En respuesta, Taiwán envió aviones de combate para advertir a las naves chinas, al mismo tiempo que desplegó sistemas de misiles antiaéreos para monitorearlos. El primer grupo de aviones chinos voló en un área cercana a las islas Pratas, con dos bombarderos acercándose al atolón, según un mapa emitido por el ministerio. El segundo grupo voló hacia el Canal Bashi que separa Taiwán de Filipinas, una vía fluvial clave que une el Pacífico con el disputado Mar de China Meridional.

El Gobierno de Taiwán ha condenado sin paliativos esta incursión en su zona de defensa aérea. “Por supuesto que es una amenaza. Lo que me extraña es que la República Popular de China ya no necesita fingir una excusa”, ha lamentado el ministro de Exteriores de Taiwán, Joseph Wu, en su cuenta de Twitter. La zona de defensa aérea (ADIZ) no es lo mismo que el espacio aéreo territorial de Taiwán, sino que incluye un área mucho mayor que se solapa con parte de la propia zona de identificación de defensa aérea de China e incluye parte de la China continental.

El mismo sábado, el Ministerio de Defensa taiwanés aseguró haber avistado a última hora del viernes el barco de reconocimiento chino Xiang Yang Hong 03 navegando hacia el norte a 58 millas náuticas al este de la isla de Orchid. A primera hora del mismo día, seguía avanzando en la misma dirección frente a la costa de los condados de Hualien y Yilan. La aparición del barco podría estar relacionada con los planes del Instituto Nacional de Ciencia y Tecnología Chung-Shan (NCSIST) de Taiwán de realizar seis oleadas de lanzamientos de misiles entre el 1 y el 15 de octubre, informó la CNA.

En el pasado, China ha asegurado que tales vuelos y envíos de barcos tenían como objetivo proteger la soberanía del país y evitar la “colusión” entre Taiwán y Estados Unidos, el aliado internacional más importante de la isla. Precisamente Washington ha instado este domingo a China a detener sus actividades militares “provocadoras” cerca de Taiwán. “Estados Unidos está muy preocupado por la provocadora actividad militar de la República Popular China cerca de Taiwán, que es desestabilizadora, corre el riesgo de errores de cálculo y socava la paz y la estabilidad regionales”, dijo el portavoz del Departamento de Estado, Ned Price, en un comunicado.

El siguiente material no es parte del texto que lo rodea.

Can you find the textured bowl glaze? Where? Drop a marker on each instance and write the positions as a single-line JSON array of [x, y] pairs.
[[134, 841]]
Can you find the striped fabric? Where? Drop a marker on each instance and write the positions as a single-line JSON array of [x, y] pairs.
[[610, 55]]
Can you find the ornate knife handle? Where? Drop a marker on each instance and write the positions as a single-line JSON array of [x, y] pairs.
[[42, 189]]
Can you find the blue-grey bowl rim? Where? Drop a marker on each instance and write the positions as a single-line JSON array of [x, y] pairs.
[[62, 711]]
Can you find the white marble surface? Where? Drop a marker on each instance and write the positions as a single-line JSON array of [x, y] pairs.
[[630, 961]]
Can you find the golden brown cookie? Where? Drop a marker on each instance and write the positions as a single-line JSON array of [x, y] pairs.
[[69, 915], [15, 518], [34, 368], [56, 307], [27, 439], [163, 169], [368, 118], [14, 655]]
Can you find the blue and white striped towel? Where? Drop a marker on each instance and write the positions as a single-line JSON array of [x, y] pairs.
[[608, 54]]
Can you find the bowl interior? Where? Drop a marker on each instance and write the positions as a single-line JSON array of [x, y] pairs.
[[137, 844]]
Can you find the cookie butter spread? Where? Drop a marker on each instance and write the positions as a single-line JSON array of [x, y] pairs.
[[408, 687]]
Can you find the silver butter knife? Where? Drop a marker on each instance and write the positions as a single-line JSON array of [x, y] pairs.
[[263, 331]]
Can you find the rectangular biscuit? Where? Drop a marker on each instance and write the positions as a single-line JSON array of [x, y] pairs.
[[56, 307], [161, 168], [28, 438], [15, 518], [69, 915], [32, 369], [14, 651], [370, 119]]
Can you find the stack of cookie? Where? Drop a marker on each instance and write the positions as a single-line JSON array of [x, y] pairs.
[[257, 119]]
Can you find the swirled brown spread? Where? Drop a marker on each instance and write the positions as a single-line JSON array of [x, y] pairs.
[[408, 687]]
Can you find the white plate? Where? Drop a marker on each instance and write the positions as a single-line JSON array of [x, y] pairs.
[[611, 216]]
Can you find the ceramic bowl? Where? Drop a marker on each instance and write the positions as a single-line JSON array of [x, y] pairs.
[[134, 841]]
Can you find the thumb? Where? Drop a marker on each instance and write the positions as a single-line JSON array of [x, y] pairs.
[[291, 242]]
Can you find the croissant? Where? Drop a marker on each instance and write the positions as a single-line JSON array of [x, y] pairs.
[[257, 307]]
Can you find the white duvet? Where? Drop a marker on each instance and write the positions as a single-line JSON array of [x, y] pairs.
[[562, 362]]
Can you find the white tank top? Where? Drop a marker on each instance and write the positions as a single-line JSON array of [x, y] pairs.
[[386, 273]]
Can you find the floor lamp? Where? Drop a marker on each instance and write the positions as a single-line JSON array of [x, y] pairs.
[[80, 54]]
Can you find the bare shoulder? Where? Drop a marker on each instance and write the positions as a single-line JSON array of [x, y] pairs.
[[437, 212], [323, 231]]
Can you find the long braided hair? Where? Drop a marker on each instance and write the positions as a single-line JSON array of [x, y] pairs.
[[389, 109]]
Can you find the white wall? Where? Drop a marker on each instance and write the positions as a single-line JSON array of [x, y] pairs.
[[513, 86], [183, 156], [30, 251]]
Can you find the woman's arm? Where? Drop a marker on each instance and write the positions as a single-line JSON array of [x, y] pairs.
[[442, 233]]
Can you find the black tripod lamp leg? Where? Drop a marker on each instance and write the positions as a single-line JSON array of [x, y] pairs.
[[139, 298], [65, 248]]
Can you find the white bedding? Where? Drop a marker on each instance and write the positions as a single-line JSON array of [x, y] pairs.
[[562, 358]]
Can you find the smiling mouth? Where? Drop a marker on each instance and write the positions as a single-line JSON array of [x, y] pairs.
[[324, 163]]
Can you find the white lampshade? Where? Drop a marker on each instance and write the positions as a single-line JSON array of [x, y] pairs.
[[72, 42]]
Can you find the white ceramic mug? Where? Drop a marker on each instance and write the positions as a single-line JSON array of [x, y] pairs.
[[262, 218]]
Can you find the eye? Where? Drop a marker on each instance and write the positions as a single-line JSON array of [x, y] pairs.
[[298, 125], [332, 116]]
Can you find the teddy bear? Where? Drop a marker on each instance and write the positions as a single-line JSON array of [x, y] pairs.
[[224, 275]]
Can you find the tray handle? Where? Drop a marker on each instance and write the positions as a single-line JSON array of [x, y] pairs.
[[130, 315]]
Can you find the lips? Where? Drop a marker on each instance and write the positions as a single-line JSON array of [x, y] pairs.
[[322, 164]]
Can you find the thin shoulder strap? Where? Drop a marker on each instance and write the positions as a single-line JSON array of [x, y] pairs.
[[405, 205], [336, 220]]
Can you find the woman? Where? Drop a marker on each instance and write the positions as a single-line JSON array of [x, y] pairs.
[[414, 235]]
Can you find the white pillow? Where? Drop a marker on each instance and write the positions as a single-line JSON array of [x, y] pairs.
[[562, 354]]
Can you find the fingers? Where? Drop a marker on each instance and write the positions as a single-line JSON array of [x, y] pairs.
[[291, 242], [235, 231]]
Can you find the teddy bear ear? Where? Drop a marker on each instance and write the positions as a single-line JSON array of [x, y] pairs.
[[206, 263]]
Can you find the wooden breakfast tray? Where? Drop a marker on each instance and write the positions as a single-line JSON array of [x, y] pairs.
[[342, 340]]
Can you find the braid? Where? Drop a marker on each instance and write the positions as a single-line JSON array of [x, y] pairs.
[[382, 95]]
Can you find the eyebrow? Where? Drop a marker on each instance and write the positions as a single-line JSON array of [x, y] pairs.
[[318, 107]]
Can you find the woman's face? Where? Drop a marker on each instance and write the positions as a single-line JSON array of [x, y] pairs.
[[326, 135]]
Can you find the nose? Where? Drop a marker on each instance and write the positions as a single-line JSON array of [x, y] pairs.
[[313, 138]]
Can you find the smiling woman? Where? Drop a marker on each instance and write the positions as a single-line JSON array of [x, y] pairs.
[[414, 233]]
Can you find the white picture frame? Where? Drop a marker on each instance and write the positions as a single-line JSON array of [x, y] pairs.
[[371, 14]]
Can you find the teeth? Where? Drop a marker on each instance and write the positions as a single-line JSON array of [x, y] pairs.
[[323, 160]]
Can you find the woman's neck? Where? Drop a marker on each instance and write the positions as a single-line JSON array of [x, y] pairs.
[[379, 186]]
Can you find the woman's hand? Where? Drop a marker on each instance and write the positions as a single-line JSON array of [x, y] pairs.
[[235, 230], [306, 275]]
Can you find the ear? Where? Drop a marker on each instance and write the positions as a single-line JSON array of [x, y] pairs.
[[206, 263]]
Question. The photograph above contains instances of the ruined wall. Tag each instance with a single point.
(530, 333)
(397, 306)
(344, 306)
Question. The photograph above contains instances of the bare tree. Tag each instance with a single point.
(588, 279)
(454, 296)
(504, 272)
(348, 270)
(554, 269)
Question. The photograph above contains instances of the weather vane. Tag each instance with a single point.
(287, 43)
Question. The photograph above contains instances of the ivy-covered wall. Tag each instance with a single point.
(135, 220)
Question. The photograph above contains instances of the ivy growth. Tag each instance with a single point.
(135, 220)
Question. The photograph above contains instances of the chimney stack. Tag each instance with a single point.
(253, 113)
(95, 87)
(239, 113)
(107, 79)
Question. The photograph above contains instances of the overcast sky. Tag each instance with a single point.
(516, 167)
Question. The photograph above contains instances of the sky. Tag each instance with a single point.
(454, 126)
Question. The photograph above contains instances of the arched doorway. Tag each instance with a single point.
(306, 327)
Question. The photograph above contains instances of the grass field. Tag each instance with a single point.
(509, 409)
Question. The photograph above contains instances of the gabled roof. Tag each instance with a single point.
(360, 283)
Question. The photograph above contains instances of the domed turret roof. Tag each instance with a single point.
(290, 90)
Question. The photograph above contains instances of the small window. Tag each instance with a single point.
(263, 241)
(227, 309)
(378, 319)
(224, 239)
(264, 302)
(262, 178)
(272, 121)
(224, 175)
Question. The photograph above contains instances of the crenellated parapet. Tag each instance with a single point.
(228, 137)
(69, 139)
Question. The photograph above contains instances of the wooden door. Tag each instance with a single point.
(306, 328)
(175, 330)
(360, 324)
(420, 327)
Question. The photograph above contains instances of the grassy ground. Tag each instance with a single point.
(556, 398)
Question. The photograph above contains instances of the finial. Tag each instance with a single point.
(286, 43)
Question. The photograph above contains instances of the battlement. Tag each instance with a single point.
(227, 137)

La demostración de fuerza en el Día Nacional de China del viernes, cerca de la isla democrática autogobernada y que Pekín reivindica como parte de su territorio, se produjo en la misma semana en que acusó a Gran Bretaña de enviar un buque de guerra al Estrecho de Taiwán con “malas intenciones”. La última misión de China se produjo menos de un día después de que su gobierno lanzara una dura crítica contra el ministro de Relaciones Exteriores de Taiwán, evocando las palabras del líder comunista Mao Zedong para calificarlo como una “mosca cojonera” por sus esfuerzos por promover a Taiwán internacionalmente.

Taiwán y China se separaron durante una guerra civil en 1949, y China no ha descartado la fuerza para reunificarse con Taiwán. Pekín se opone a la participación de Taipei en organizaciones internacionales. En estos últimos años, Pekín ha intensificado la presión militar y política para intentar obligar a Taiwán a aceptar la soberanía china. Pero la isla mantiene que es un país independiente y que defenderá su libertad y democracia a toda costa. Para ello no ha dejado de aumentar su presupuesto en defensa y de comprar armas a terceros países.

Recientemente, Taiwán puso en servicio un nuevo buque de guerra naval de fabricación nacional como parte del plan de la isla para impulsar la capacidad de defensa en medio de las crecientes tensiones con China. El barco, bautizado como Ta Jiang y apodado “asesino de portaaviones”, fue construido por Lung Teh Shipbuilding Co., una empresa taiwanesa, y está diseñado para disponer de capacidades de defensa aérea y transporte de misiles antibuque. Es el primero de seis buques de este tipo que serán comisionados por la Marina taiwanesa. Los barcos de guerra mejorados de la clase Tuo Chiang vienen equipados con misiles antiaéreos subsónicos y supersónicos, así como una variedad de armamento que incluye tubos de torpedos y misiles Hsiung Feng III capaces de alcanzar objetivos a distancias de hasta a 250 millas.